Les certificats médicaux initiaux établis le 8 décembre 2024 par le Docteur [G] [V] et par le Docteur [L] [D] décrivaient en ces termes l’existence de troubles mentaux :
« refus de soins, auto agressivité et mise en danger d’elle-même, période de catatonie »,« patiente en état catatonique, totalement mutique, yeux mi-clos en permanence et présentant des tremblements des membres inférieurs ».
Le 9 décembre, le Docteur [U] rappelait que [A] [I] a été admise pour troubles du comportement avec état catatonique, mutisme, auto-agressivité, refus des soins et mise en danger d’elle-même. Il relevait que lors de l’entretien, la patiente est calme, présentant un fin tremblement généralisé, avec un ralentissement psychomoteur avec voix basse mais propos audibles, une thymie basse mais sans effondrement massif et un discours cohérent sans éléments de la sphère de la psychose. Le médecin constatait que [A] [I] revenait sur les circonstances de son arrivée à l’hôpital, notamment les chutes volontaires dans les escaliers devant son mari, qui étaient motivées par une intentionnalité suicidaire. Il notait que [A] [I] critique ce comportement qu’elle lie à une détresse psychologique devant la détérioration de son état depuis sa sortie de l’hospitalisation de [Localité 8], qu’elle est en demande d’aide pour retrouver une autonomie qu’elle dit avoir perdu avec les divers traitements et qu’elle se plaint de troubles du sommeil faits de réveils fréquents.

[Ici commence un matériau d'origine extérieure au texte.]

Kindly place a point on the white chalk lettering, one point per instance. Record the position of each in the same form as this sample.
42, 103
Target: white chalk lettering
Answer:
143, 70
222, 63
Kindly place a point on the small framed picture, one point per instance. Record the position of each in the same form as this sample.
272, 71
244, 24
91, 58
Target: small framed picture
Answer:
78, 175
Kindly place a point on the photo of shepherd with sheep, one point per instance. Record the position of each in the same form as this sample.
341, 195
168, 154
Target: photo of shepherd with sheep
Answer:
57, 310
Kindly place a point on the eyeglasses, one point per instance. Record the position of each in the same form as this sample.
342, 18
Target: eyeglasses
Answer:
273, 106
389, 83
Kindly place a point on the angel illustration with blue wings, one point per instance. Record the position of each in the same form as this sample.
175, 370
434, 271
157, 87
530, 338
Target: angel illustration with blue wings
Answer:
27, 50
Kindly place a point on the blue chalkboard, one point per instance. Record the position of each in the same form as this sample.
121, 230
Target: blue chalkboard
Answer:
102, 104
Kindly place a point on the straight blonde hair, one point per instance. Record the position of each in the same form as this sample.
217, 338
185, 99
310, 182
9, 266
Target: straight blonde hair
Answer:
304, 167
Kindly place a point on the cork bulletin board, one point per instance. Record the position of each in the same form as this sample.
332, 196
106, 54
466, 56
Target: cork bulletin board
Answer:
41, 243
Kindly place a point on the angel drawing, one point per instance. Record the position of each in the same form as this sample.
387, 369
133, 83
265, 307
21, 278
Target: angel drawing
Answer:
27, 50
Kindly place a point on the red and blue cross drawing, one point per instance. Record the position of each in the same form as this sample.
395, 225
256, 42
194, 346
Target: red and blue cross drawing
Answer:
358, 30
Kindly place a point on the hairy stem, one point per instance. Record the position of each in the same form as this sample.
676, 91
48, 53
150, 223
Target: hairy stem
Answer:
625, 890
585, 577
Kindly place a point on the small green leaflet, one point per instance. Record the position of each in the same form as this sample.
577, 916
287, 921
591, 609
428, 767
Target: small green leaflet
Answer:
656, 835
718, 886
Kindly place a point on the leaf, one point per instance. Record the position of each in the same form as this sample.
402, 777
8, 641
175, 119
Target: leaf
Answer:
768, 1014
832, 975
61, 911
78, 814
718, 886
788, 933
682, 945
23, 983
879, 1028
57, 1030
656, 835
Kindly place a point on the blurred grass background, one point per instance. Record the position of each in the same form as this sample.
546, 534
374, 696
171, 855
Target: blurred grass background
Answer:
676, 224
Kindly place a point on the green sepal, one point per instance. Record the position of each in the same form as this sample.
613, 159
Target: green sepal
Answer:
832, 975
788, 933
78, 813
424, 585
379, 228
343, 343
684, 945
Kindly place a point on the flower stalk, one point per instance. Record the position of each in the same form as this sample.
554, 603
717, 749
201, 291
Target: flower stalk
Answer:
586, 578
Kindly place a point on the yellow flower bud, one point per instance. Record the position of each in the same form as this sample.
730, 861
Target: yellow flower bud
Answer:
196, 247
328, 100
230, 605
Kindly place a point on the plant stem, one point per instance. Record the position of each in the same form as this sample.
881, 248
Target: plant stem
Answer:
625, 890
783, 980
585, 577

Le 11 décembre, le Docteur [R] rappelait que [A] [I] est hospitalisée dans le cadre d’un syndrome dépressif sévère avec des idéations suicidaires. Il constatait une évolution médiocre avec une patiente quasi mutique, qui a refusé de s’alimenter et n’a que très peu bu. Il notait un contact difficile, une symptomatologie évocatrice d’un début de syndrome catatonique sous réserve de l’évolution ultérieure et la nécessité de poursuivre l’hospitalisation.
Dans l’avis motivé daté du 13 décembre 2024, le Docteur [Y] constatait une présentation correcte, un contact pauvre, des propos rares mais cohérents. Il indiquait que [A] [I] exprimait une culpabilisation vis-à-vis de son époux en estimant l’avoir poussé à bout avec sa maladie. Il relevait que le langage est difficilement compréhensible et qu’un ralentissement idéo-moteur était présent.
A l’audience, [A] [I] s’exprimait avec difficultés, répondant aux questions par « oui » ou « non » d’une voie faible ou de simples signes de tête. Elle exprimait son accord pour rester hospitalisée jusqu’à ce que les médecins estiment sa sortie possible.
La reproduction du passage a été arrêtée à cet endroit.